As Possibilidades são, um rato no selvagem viverá menos do que um ano antes de tropeçar em cima de um falcão com fome ou felino.
Mesmo se esse rato controla evitar seus predadores naturais por um par anos, desenvolverá provavelmente tumores cancerígenos em breve, trazendo uma extremidade a seu ciclo de vida caracterìstica curto.
Os Seres Humanos estão uma possibilidade muito melhor de uma vida um a longa vida antes de encontrar uma circunstância ou uma doença azarado. Mas algumas espécies parecem provocar completamente as probabilidades.

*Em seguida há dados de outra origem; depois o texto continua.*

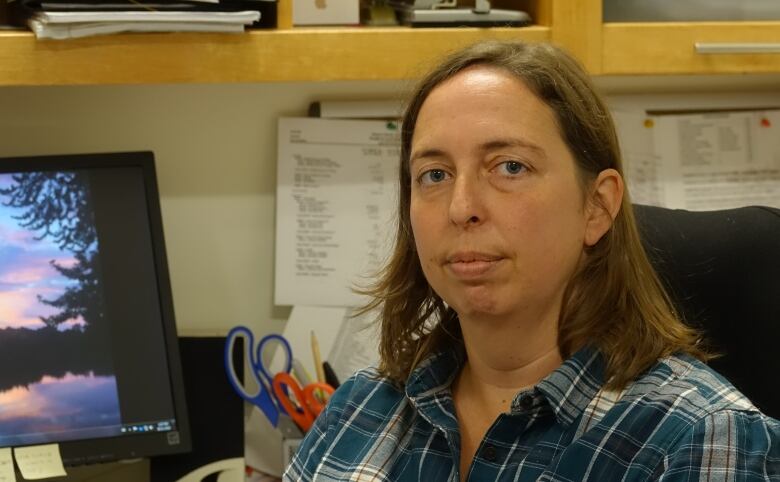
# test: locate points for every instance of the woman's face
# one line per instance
(497, 210)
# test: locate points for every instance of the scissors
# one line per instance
(264, 398)
(308, 407)
(275, 402)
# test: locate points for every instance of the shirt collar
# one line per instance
(568, 390)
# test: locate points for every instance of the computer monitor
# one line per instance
(88, 349)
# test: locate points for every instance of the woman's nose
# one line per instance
(466, 208)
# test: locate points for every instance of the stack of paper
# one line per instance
(60, 19)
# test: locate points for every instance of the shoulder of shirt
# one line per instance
(687, 385)
(366, 389)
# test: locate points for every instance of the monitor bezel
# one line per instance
(136, 445)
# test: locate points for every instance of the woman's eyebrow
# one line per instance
(503, 143)
(423, 153)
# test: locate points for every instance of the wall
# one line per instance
(216, 152)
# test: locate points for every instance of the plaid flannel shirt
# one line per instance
(680, 421)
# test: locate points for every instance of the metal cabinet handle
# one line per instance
(736, 48)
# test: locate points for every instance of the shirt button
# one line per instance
(489, 453)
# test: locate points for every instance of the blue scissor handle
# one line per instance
(262, 399)
(259, 361)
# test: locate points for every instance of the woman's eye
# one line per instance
(512, 167)
(433, 176)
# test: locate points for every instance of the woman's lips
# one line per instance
(471, 265)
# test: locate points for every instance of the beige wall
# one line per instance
(216, 152)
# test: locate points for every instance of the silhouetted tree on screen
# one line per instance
(56, 205)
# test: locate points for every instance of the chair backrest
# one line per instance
(722, 269)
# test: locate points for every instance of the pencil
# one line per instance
(315, 351)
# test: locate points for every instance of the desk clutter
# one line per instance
(63, 19)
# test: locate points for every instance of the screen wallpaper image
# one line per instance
(56, 373)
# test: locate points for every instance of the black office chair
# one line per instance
(722, 269)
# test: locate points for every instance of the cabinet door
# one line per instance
(691, 47)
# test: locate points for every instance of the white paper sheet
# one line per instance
(39, 461)
(720, 160)
(356, 345)
(702, 161)
(7, 473)
(641, 164)
(336, 199)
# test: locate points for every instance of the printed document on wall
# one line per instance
(335, 205)
(705, 161)
(720, 160)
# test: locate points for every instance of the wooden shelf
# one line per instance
(668, 48)
(298, 54)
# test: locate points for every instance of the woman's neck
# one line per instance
(508, 355)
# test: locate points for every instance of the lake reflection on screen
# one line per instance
(56, 409)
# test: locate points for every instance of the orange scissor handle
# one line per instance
(311, 401)
(308, 408)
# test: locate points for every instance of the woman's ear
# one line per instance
(603, 205)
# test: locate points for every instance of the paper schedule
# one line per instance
(716, 160)
(336, 183)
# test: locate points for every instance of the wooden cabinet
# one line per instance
(366, 53)
(691, 48)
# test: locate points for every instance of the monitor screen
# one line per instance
(88, 349)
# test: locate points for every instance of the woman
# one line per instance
(525, 335)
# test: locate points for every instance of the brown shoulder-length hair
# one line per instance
(615, 302)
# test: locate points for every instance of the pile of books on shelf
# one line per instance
(62, 19)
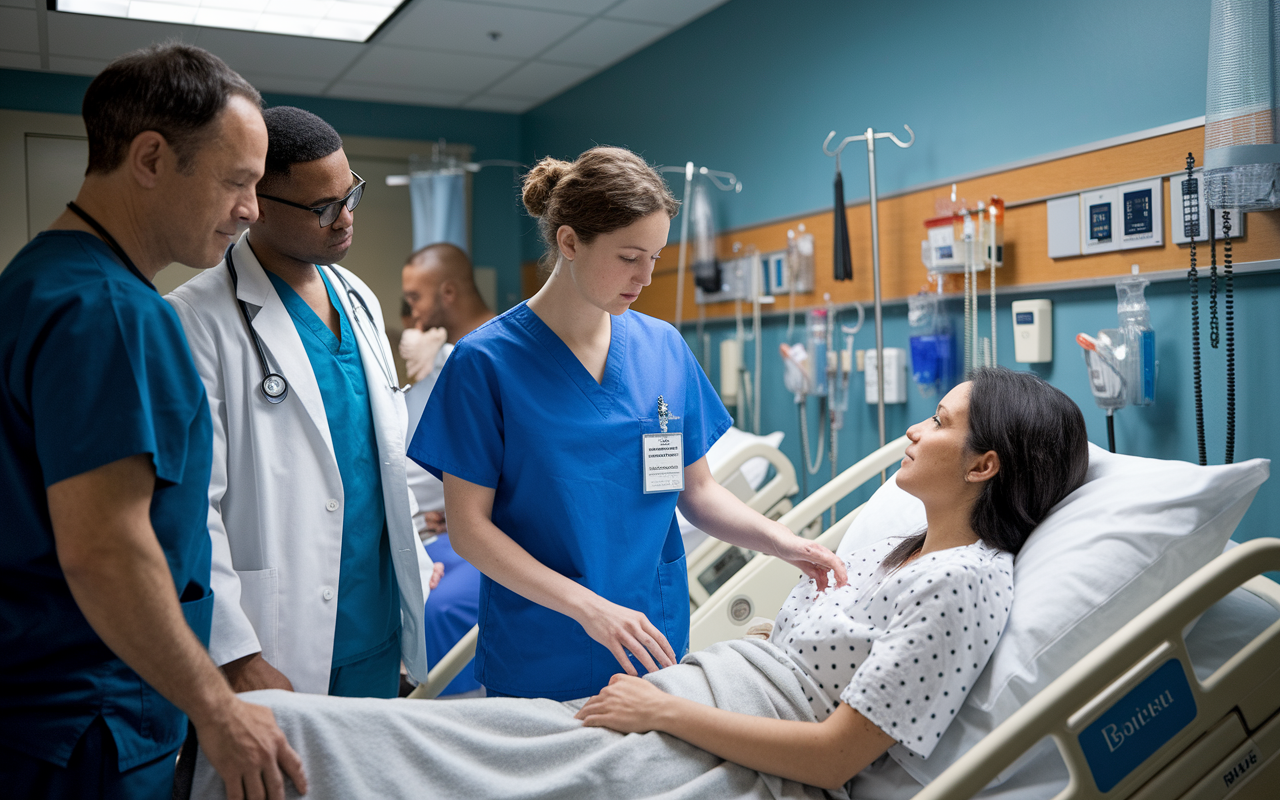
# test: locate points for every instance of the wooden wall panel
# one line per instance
(1025, 231)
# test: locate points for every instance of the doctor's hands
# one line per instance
(624, 630)
(810, 558)
(248, 750)
(626, 705)
(254, 672)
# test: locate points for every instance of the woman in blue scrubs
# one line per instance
(566, 430)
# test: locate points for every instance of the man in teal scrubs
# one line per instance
(105, 557)
(316, 567)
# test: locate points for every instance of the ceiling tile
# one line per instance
(663, 12)
(542, 81)
(355, 90)
(103, 37)
(428, 69)
(279, 55)
(286, 85)
(583, 8)
(496, 103)
(76, 67)
(18, 30)
(19, 60)
(604, 41)
(464, 27)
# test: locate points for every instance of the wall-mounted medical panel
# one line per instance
(1064, 227)
(1142, 214)
(1100, 213)
(1027, 190)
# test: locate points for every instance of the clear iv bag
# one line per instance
(702, 233)
(1242, 150)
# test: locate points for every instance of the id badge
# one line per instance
(663, 462)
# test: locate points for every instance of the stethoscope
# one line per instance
(274, 387)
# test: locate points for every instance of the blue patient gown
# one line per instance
(516, 411)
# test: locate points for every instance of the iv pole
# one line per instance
(869, 137)
(716, 177)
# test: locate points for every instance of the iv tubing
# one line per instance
(880, 324)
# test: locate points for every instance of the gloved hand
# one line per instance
(419, 350)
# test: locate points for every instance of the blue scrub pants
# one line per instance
(452, 609)
(90, 775)
(373, 676)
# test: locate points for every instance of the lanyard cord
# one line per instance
(353, 297)
(110, 242)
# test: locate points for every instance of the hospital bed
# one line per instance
(1228, 746)
(741, 464)
(712, 562)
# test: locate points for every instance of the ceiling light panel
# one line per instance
(341, 19)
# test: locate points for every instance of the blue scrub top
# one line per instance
(95, 369)
(368, 595)
(516, 411)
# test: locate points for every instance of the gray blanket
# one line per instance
(515, 748)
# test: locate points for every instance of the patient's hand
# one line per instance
(812, 558)
(627, 705)
(254, 672)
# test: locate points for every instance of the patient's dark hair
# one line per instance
(1038, 434)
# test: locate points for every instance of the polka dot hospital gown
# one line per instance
(901, 648)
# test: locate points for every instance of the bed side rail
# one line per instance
(1118, 734)
(763, 584)
(712, 561)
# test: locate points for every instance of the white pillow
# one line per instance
(1133, 531)
(754, 471)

Marque Haussmann, um professor adjunto da biologia na Universidade de Bucknell, estava interessado no envelhecimento e porque alguns animais vivem umas vidas mais longas, mais saudáveis quando outro sobreviverem somente a alguns anos. Haussmann estudou cactos e tartarugas antes de zerar dentro em um pássaro pequeno, marinho que contradissesse suposições tradicionais sobre o envelhecimento.
Da “os tempestade-petréis Lixívia devem morrer jovens mas para viver uma longa vida e para quebrar as regras convencionais,” disse. “Antes de mais nada, são pequenos, e tende a estar um relacionamento entre o tamanho de corpo e a esperança de vida. Os Elefantes vivem mais por muito tempo do que seres humanos. Os Seres Humanos vivem mais por muito tempo do que ratos. Assim este pássaro não deve viver por muito tempo, mas faz.”
Haussmann, 33, tropeçados em cima de alguma informação inovador em seu trabalho. Seus estudos dos tempestade-petréis mostraram que determinadas características do ADN - especificamente comprimentos dos telomeres protectores nas pontas do ADN - estão associadas com a espécie que vivo vive mais por muito tempo e possivelmente com como suscetível são aos tumores cancerígenos.
Seu trabalho podia ser usado como um trampolim para as empresas farmacêuticas que estudam a divisão de pilha e quetratam drogas.
“Tampões Protectores” na figura do ADN na idade
Haussmann, que se juntou a Bucknell este ano, está continuando a pesquisa que começou na Faculdade de Kenyon em Ohio com a ajuda de uma concessão do National Science Foundation $535.000. Estudou os pássaros na Ilha de Kent no Louro de Fundy em Canadá, aonde uma colônia dos tempestade-petréis vem aninhar cada mola.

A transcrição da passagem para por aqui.